Farmer Importers Industry
Fair Trade Supply Chain
From the above illustration, it can be deduced that farmers will benefit from fair-trade and at the same time industry will be sure of the source of the commodity as fair-trade does not tolerate the use of child labour.
Chapter Seven: Conclusion and Recommendations
In this dissertation, I have sought to confirm that chocolate manufacturers are trying to make changes through their CSR strategies to eliminate child labour in their supply chain. Likewise, the fact that countries in West Africa are introducing changes to eradicate child labour in the cocoa industry.
From the analysis of the case studies including the country initiatives, it can be concluded that the programmes are already making an impact in the communities. The table below provides a summary of impact already noticed after the implementation of programmes by the companies with the support of the government.
In 87.5% of communities, children are no longer involved in the spraying of crops;
79% of communities have taken measures to reduce the amount of load children carry;
In all communities, parents and guardians have started providing protective clothing for children accompanying them to the farms;
83% of communities now ensure children do not engage in breaking pods;
In 87.5% of communities, the traditional labour cooperation has been revived, thereby allowing children to go to school;
87.5% of communities officially requested teachers, 54% were granted. 54% employed supporting teachers and are paying them directly;
The number of children using dangerous work tools has reduced by 19%;
The number of children directly involved in spraying of crop using pesticides and fertilizers has reduced by 26.2%;
The number of children carrying heavy loads has also dropped by 34%.
Embarking on CSR initiatives by investing towards socially development projects with the support of the government agencies, local and international NGO’s and community members will lead to sustainable results in the elimination of child labour. Such “winwin” CSR initiatives meet the dual objective of enabling the company earn a social licence to operate while contributing to the sustainable development of the community. Image improvement is important to satisfy today’s enlightened consumer.
Although the date set by the Harkin-Engel protocol to decrease the number of children working on farms, improve working conditions and certify that half of the cocoa produced in West Africa would be free of child labour by 2005, could not be met. This study has shown that governments and industry have the will and momentum to work towards eliminating the practice. However, a lot more work remains to be done.

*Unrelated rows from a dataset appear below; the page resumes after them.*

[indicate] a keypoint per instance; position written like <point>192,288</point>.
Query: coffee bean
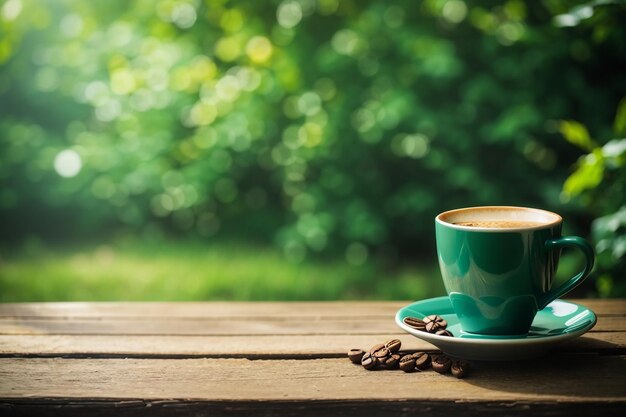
<point>422,360</point>
<point>459,368</point>
<point>434,322</point>
<point>392,361</point>
<point>393,345</point>
<point>407,363</point>
<point>415,323</point>
<point>355,355</point>
<point>376,347</point>
<point>381,353</point>
<point>369,361</point>
<point>442,364</point>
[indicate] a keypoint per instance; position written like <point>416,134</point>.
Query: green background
<point>187,149</point>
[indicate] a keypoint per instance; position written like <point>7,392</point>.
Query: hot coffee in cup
<point>498,265</point>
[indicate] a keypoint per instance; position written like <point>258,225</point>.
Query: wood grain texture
<point>280,359</point>
<point>243,346</point>
<point>601,378</point>
<point>232,326</point>
<point>215,309</point>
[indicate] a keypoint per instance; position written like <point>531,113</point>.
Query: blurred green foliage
<point>599,181</point>
<point>322,127</point>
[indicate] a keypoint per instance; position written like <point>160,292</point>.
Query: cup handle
<point>574,242</point>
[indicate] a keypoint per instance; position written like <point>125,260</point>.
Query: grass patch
<point>181,271</point>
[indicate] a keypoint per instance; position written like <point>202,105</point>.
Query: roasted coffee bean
<point>459,369</point>
<point>393,345</point>
<point>369,361</point>
<point>381,353</point>
<point>415,323</point>
<point>422,360</point>
<point>392,361</point>
<point>376,347</point>
<point>442,364</point>
<point>407,363</point>
<point>355,355</point>
<point>433,323</point>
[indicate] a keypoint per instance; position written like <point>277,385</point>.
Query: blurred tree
<point>323,126</point>
<point>599,181</point>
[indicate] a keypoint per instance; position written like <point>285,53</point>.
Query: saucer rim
<point>490,339</point>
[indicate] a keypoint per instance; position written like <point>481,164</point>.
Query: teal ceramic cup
<point>498,265</point>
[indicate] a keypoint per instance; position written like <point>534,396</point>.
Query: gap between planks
<point>553,378</point>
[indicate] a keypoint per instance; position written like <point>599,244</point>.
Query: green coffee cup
<point>498,265</point>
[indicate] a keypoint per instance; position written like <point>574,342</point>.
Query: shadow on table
<point>582,368</point>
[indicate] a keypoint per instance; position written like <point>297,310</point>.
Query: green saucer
<point>559,321</point>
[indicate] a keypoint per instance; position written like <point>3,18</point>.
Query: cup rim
<point>440,219</point>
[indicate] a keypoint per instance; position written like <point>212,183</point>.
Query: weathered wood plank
<point>221,326</point>
<point>245,346</point>
<point>173,310</point>
<point>563,378</point>
<point>46,407</point>
<point>202,310</point>
<point>233,326</point>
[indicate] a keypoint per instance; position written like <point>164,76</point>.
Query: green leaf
<point>587,176</point>
<point>576,133</point>
<point>620,118</point>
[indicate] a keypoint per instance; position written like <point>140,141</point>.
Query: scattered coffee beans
<point>393,345</point>
<point>392,361</point>
<point>431,324</point>
<point>434,323</point>
<point>369,361</point>
<point>407,363</point>
<point>385,355</point>
<point>356,355</point>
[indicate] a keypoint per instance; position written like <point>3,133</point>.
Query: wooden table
<point>285,359</point>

The findings of this study has implications for both policy makers and for CSR strategies by industry in terms of responding to issues that impinge on the long term sustainability of cocoa sourcing and the successful elimination of child labour. Some of these are as follows:
There is the need for industry to increase their investment in the projects aimed at eliminating child labour such as providing more schools rehabilitating and equipping existing schools. Rehabilitation centres for children who are being taken out of the farms should be provided. Process of taking the children out of the working environment should be gradual.
Intensifying the sensitization drive to areas not yet accessed.

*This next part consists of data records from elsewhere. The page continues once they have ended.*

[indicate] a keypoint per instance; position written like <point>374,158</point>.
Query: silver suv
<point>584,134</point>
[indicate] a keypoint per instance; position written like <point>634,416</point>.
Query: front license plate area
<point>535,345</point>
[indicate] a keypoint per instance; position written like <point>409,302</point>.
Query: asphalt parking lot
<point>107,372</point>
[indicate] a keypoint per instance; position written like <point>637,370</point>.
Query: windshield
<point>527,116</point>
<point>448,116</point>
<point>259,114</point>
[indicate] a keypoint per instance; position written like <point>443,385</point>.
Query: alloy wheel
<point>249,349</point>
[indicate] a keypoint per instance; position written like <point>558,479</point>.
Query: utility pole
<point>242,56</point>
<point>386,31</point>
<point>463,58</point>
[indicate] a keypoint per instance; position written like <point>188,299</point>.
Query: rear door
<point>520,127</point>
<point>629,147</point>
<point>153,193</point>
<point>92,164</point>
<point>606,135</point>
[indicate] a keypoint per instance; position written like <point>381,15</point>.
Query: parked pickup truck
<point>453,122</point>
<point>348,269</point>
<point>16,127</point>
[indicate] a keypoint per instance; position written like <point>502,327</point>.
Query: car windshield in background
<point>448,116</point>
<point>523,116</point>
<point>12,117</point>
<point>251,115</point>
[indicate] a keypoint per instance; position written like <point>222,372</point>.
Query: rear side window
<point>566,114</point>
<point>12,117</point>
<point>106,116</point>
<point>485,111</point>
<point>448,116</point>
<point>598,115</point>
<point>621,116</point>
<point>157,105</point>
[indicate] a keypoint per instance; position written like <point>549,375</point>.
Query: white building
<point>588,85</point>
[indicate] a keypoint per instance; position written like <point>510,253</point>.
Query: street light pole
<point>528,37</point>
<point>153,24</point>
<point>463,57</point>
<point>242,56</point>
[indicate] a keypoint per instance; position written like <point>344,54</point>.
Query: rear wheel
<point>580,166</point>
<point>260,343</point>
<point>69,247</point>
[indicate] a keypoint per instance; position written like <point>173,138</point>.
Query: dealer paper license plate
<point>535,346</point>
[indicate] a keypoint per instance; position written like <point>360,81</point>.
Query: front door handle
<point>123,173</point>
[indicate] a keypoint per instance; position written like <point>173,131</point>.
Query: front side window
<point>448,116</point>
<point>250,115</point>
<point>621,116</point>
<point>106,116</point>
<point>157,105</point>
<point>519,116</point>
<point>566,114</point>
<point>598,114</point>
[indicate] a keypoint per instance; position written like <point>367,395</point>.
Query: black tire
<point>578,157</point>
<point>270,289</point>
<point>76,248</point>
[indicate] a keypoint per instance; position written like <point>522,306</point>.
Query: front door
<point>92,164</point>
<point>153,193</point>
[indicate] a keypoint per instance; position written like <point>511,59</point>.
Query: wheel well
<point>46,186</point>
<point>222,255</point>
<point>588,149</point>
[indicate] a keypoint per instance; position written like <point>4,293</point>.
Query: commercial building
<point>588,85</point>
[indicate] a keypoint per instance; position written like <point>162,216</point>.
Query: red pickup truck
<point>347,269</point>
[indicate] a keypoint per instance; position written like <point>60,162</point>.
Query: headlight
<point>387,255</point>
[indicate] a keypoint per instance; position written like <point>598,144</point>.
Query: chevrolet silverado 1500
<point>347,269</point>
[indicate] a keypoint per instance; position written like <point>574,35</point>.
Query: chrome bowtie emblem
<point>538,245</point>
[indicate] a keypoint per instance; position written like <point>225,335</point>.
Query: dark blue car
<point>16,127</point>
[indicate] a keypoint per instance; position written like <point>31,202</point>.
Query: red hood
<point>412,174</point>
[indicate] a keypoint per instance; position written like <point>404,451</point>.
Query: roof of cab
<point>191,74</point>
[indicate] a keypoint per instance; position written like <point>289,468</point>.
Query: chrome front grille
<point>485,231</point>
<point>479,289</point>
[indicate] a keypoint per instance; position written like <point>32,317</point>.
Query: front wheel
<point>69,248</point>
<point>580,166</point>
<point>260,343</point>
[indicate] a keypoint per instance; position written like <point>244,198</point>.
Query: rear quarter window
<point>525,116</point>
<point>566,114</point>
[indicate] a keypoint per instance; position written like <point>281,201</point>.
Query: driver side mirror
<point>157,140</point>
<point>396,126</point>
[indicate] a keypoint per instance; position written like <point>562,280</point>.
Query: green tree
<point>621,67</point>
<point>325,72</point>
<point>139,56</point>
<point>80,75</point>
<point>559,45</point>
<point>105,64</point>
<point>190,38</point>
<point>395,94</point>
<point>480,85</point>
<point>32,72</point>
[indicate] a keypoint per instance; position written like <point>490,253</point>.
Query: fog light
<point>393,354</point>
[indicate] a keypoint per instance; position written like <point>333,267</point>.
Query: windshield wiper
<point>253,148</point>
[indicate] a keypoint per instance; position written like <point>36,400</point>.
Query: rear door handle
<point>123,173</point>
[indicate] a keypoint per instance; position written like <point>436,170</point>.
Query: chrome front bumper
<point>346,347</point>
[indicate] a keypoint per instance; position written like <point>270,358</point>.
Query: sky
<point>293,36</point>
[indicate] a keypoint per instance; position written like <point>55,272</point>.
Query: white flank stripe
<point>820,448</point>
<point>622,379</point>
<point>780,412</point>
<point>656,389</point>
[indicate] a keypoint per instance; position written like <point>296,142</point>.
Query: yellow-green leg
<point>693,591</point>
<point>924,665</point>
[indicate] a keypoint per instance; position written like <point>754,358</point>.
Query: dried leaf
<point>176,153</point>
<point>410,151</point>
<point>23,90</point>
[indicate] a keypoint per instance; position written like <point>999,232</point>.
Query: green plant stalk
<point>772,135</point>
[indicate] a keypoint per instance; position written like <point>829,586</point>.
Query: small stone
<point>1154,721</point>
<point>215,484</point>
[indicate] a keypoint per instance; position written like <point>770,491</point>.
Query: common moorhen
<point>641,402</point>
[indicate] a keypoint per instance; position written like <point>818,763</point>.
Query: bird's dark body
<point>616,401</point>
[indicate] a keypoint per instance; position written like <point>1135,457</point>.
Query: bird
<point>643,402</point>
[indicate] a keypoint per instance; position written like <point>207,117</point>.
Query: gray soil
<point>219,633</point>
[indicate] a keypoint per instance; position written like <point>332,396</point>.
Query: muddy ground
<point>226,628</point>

Investing in improving social infrastructure such as clinics, roads and water for the communities. Encourage the development of home enterprise as part of the poverty alleviation programmes.
Ensuring that farmers get remunerative prices for their cocoa as this will enable them employ adult labour rather than using children and it will also enable them take care of their farms better.
Lastly, industry should produce a progress report as part of their annual report and outline strategies for the following year.